All procedures involving human participants were performed in accordance with the ethical standards of the institutional and/or national research committee and with the 1964 Declaration of Helsinki and its later amendments or comparable ethical standards. This study was conducted in full compliance with the law and after approval had been obtained from the Fukuyama Municipal Hospital Institutional Review Board (approval number: 595). Due to the retrospective nature of the study, the need of informed consent was waived by Fukuyama Municipal Hospital Ethics review committee.

Measurements of systemic immune markers

Whole blood samples were obtained from ABC patients at or before administering CDK4/6i treatment, and neutrophil and lymphocyte counts were measured using a Sysmex XE-2100 or XE-5000 automated hematology system (Sysmex Co., Kobe, Japan)26,27. The ALC and NLR were calculated from blood cell counts, and the cut-off values of these parameters were defined according to previous studies24,25,26,27: 1000/μL for ALC and 3 for NLR. All patients were divided into “low” and “high” groups based on the cut-off values24,25,26,27.

Statistical analysis

Wilcoxon’s rank sum test was used to compare continuous variables, whereas Fisher’s exact tests were applied to compare categorical variables between groups.
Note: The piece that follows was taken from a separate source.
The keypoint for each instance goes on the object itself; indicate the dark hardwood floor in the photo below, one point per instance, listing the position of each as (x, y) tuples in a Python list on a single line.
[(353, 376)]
Survivals were estimated using the Kaplan–Meier method and then compared using the log-rank test. Cox regression models were used for univariate and multivariate analyses. Covariates with a P value < 0.10 during univariate analysis were included in the multivariate analysis. Given the correlation between ALC and NLR, we did not include these markers simultaneously during multivariate analysis; however, we included these markers independently in each multivariate analysis of TTF and OS26,27. In all statistical analyses, P < 0.05 was considered to indicate a significant result. All analyses were performed using EZR software (Saitama Medical Center, Jichi Medical University, Saitama, Japan), a graphical user interface for R (The R Foundation for Statistical Computing, Vienna, Austria)41.

This study defined endocrine resistance as recurrence during adjuvant endocrine therapy. TTF was defined as the duration from the administration of CDK4/6i in combination with endocrine therapy for ER + HER2 − ABC to the discontinuation of treatment for any reason, including disease progression, treatment-induced toxicity, patient/physician choice, and death from any cause. OS was defined as the duration from the administration of CDK4/6i in combination with endocrine therapy to the date of death from any cause. Due to the short observation period in this study, we also evaluated the 2-year OS.